Did the diamond embedded voicemail company ever need to sell any other systems?

With that account lost, does the salesman now have to come back out of retirement, and can he show his face after that last lease agreement?

And, do journalists ever ask for details to back up major sponsor’s claims, and is it necessary?

Moving the UC Conversation, onward and upward

Matt Lambert | Collaboration, Unified Communications | Thursday, September 27th, 2007

When we speak, in business, we are (usually) looking to achieve something.

UC technology helps us achieve more stuff, allowing us to speak to each other when we’re not in the same room, and by giving us extra tools like email attachments and multiperson multimedia conferencing to speed up the process.

When we communicate, if we can’t instantly move things on to completion, then we’re entering into an ongoing conversation…..and that could span days, months and even years.

These days, we have more of them, and they include more people

The thing is, in itself, UC doesn’t help all that much with the better organising of our multiplying conversations (meaning activities in common) - it more often means we just have more and richer ways of having them.

Even with all the tools being easier to use, you realise that the conversations still have to happen, and that there is loads still to do.
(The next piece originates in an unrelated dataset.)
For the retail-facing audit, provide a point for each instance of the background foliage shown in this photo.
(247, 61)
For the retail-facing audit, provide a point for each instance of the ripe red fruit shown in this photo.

You often can’t do more than one thing at once (fellas), so we have to get smarter, or at least incorporate tools that make us look that way.

For instance, Google desktop search makes me look good, for free, so thanks goes to them.

Similarly, being able to see at a glance which conversations have moved on whilst you were busy, or absent, and more usefully, being able to dip into colleagues’ previous conversations, is the promise of Parlano - which is soon to be incorporated into the Microsoft promise too blog by Nick Fera, the boss. Congratulations to them . I’m looking forward to seeing that as part of OCS.